The U.S. Securities and Exchange Commission (SEC) and the Commodity Trading Futures Commission (CFTC) have widened their investigations and fined another series of firms for recordkeeping failures. As with previous recordkeeping breaches, the firms concerned failed to stop employees, including those at senior levels, from communicating using unapproved communication methods, including messages sent via personal text and WhatsApp. The total monetary penalties imposed is now more than $2.6bn.
The CFTC imposed a fine of $20m (download CFTC article here) on an introducing broker and a futures commission merchant in the same group for failing, since at least 2019, to maintain and preserve records that were required to be kept under CFTC recordkeeping requirements. The order also found the widespread use of unapproved communication methods violated the firm’s internal policies and procedures, which generally prohibited business-related communication taking place via unapproved methods. Further, some of the same supervisory personnel responsible for ensuring compliance with the firm’s policies and procedures themselves used non-approved methods of communication to engage in business-related communications, in violation of firm policy.
The SEC enforcement actions were against five broker-dealers, three dually registered broker-dealers and investment advisers, two affiliated investment advisers and, separately, two credit rating agencies all for widespread and longstanding failures to maintain and preserve electronic communications. The combined penalties were $79m for the 10 firms and then another $10m for the recordkeeping failures at the credit rating agencies. The SEC’s investigations uncovered pervasive and longstanding off-channel communications whereby employees communicated through personal text messages. The firms did not maintain or preserve the substantial majority of these off-channel communications, in violation of the federal securities laws. By failing to maintain and preserve required records, certain of the firms likely deprived the SEC of these off-channel communications in various SEC investigations.
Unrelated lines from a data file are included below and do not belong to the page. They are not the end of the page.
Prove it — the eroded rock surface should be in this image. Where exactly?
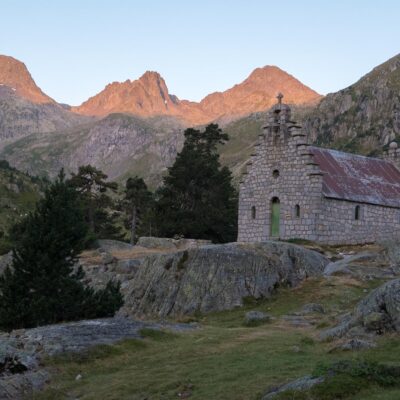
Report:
[321,279,400,339]
[116,242,328,318]
[0,318,194,400]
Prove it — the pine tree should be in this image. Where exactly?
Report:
[69,165,121,239]
[157,124,237,242]
[124,176,153,244]
[0,171,122,330]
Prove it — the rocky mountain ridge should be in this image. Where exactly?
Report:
[0,55,55,104]
[300,54,400,155]
[72,66,321,125]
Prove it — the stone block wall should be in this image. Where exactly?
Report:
[317,199,400,244]
[238,119,322,242]
[238,106,400,245]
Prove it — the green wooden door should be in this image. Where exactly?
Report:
[271,197,281,237]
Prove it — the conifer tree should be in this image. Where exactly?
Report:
[0,171,122,330]
[69,165,121,239]
[124,176,153,245]
[157,124,237,242]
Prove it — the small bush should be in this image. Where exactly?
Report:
[139,328,176,342]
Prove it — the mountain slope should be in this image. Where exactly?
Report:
[301,54,400,155]
[72,66,321,125]
[0,114,184,186]
[0,160,46,254]
[200,66,322,119]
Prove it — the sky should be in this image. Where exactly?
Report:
[0,0,400,105]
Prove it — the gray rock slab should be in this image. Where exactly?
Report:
[120,241,329,319]
[261,376,325,400]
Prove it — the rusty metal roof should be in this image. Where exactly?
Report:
[309,147,400,208]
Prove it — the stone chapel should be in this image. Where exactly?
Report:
[238,94,400,245]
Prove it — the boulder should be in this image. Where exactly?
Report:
[0,251,12,275]
[329,338,376,353]
[120,241,328,318]
[291,303,325,316]
[95,239,133,252]
[136,236,211,249]
[244,311,271,326]
[0,318,195,400]
[261,376,325,400]
[324,251,398,280]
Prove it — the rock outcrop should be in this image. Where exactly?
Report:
[84,242,328,318]
[0,318,193,400]
[320,279,400,340]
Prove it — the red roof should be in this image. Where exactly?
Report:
[309,147,400,208]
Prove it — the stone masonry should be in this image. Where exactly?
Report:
[238,95,400,244]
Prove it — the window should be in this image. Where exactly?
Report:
[354,206,360,221]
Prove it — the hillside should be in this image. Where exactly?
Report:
[0,55,400,187]
[0,114,184,186]
[21,239,400,400]
[0,160,45,254]
[72,66,321,125]
[302,54,400,155]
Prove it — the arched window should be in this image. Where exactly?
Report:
[354,206,360,221]
[271,197,281,237]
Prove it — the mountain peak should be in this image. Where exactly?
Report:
[73,65,321,125]
[0,55,54,104]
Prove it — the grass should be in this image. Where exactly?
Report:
[34,278,400,400]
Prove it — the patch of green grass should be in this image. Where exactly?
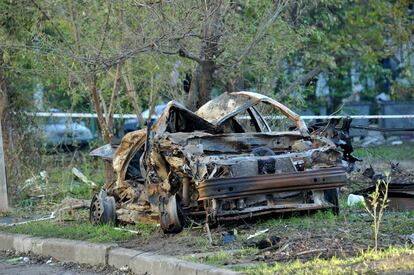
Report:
[237,247,259,257]
[354,143,414,160]
[237,247,414,274]
[194,237,210,251]
[0,222,135,243]
[197,250,233,266]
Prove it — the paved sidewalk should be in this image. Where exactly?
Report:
[0,256,108,275]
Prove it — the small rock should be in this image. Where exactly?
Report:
[119,265,129,272]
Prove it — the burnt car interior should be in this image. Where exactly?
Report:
[90,92,356,233]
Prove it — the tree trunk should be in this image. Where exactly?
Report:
[89,73,114,182]
[0,50,11,177]
[187,0,223,111]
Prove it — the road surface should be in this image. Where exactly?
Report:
[0,254,118,275]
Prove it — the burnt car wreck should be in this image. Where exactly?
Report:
[90,92,356,232]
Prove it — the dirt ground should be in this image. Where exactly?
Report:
[115,155,414,266]
[3,144,414,272]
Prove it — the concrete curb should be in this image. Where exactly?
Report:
[0,232,238,275]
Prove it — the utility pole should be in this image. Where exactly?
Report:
[0,119,9,211]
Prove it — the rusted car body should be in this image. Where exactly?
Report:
[90,92,353,232]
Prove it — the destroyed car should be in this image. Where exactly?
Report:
[90,92,355,232]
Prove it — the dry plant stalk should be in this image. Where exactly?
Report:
[364,172,391,252]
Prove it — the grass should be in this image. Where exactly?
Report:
[132,223,159,240]
[0,221,135,243]
[236,247,414,274]
[354,142,414,160]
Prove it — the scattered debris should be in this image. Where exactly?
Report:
[46,258,53,264]
[408,234,414,245]
[90,92,357,235]
[247,228,269,240]
[72,167,97,187]
[347,194,365,206]
[223,231,236,244]
[114,227,140,234]
[255,236,280,249]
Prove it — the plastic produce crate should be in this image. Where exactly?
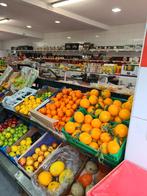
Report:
[17,133,61,177]
[62,108,127,167]
[2,87,37,111]
[87,160,147,196]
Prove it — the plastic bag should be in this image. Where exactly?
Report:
[11,67,39,92]
[32,145,83,196]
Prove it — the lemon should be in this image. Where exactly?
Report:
[50,161,65,176]
[16,150,21,156]
[36,98,41,103]
[48,181,60,192]
[26,140,32,146]
[29,95,35,100]
[11,146,18,152]
[20,140,26,146]
[15,106,20,112]
[9,152,16,157]
[59,169,74,184]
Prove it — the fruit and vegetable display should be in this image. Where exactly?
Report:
[0,117,19,132]
[0,124,28,147]
[7,137,32,157]
[18,142,58,174]
[36,92,52,101]
[70,160,111,196]
[80,89,133,123]
[15,95,42,115]
[38,88,84,131]
[33,145,84,196]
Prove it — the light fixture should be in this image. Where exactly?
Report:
[51,0,80,7]
[55,20,61,24]
[0,3,8,7]
[112,7,121,13]
[26,25,32,29]
[0,18,10,24]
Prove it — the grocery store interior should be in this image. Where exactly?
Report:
[0,0,147,196]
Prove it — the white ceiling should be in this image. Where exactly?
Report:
[0,0,147,40]
[64,0,147,25]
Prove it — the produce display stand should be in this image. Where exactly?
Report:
[0,78,132,196]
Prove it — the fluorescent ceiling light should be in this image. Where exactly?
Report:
[51,0,80,7]
[55,20,61,24]
[26,25,32,29]
[0,18,10,24]
[112,7,121,13]
[0,3,8,7]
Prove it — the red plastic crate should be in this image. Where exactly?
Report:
[87,161,147,196]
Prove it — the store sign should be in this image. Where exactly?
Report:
[141,33,147,67]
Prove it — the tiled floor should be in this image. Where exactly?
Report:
[0,167,22,196]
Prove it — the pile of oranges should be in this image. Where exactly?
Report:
[38,88,84,131]
[65,111,128,154]
[80,89,133,123]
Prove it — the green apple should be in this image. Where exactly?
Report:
[6,133,11,139]
[0,140,4,146]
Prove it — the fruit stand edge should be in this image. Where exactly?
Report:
[0,152,40,196]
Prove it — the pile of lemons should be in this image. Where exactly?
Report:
[15,95,42,115]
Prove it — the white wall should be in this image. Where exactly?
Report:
[3,23,145,49]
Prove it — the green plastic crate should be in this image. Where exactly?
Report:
[62,128,126,167]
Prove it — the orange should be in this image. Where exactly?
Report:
[84,114,93,124]
[57,110,64,117]
[80,98,90,108]
[62,88,68,95]
[87,106,94,113]
[89,142,99,150]
[75,99,81,105]
[65,110,73,117]
[94,109,103,116]
[122,101,132,111]
[38,108,46,114]
[72,104,77,110]
[114,116,122,123]
[66,104,72,109]
[89,95,98,105]
[99,111,111,123]
[74,112,84,123]
[72,129,81,138]
[100,132,111,142]
[81,124,92,132]
[90,89,99,97]
[91,128,101,140]
[101,89,111,98]
[100,142,108,154]
[113,100,122,107]
[108,104,119,116]
[50,103,56,110]
[51,110,57,116]
[56,93,62,100]
[104,98,113,105]
[55,101,60,108]
[91,118,101,128]
[47,114,52,118]
[79,132,92,144]
[114,124,128,137]
[65,122,75,134]
[76,90,82,98]
[119,109,131,120]
[108,140,120,154]
[37,171,52,186]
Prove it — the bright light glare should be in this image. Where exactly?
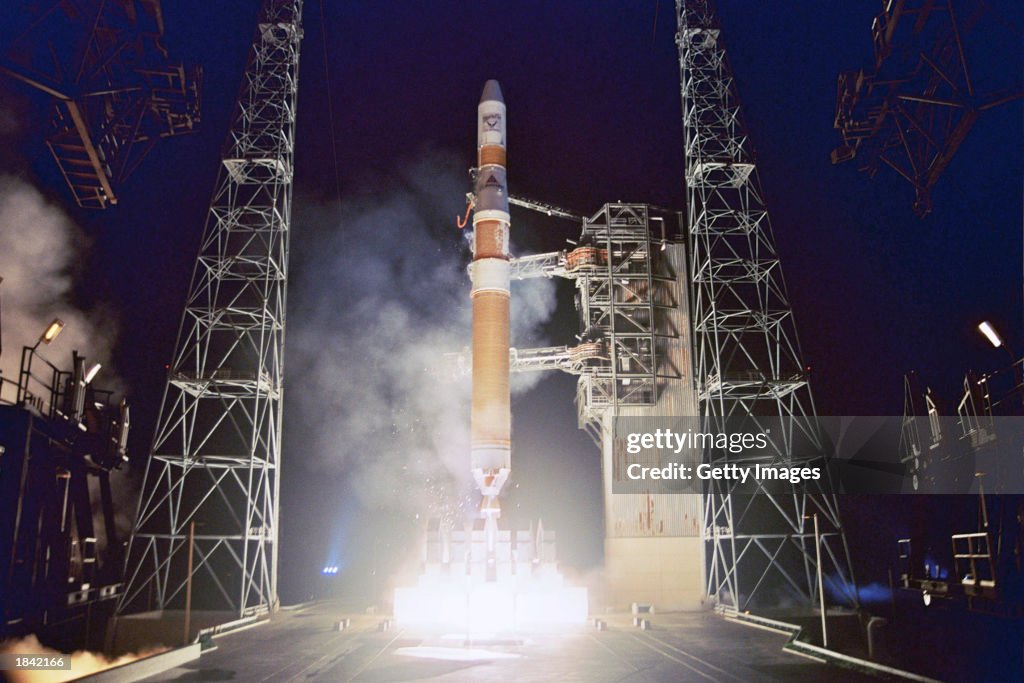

As with the CFTC findings, the failures involved employees at multiple levels of authority, including supervisors and senior managers, which appears to have invoked the ire of both the SEC and CFTC.
The SEC made a particular point that one firm had a substantially reduced fine for self-reporting the issue – “One of the orders included in today’s announced actions is not like the others,” said Gurbir S. Grewal, Director of the SEC’s Division of Enforcement. “There are real benefits to self-reporting, remediating and cooperating.”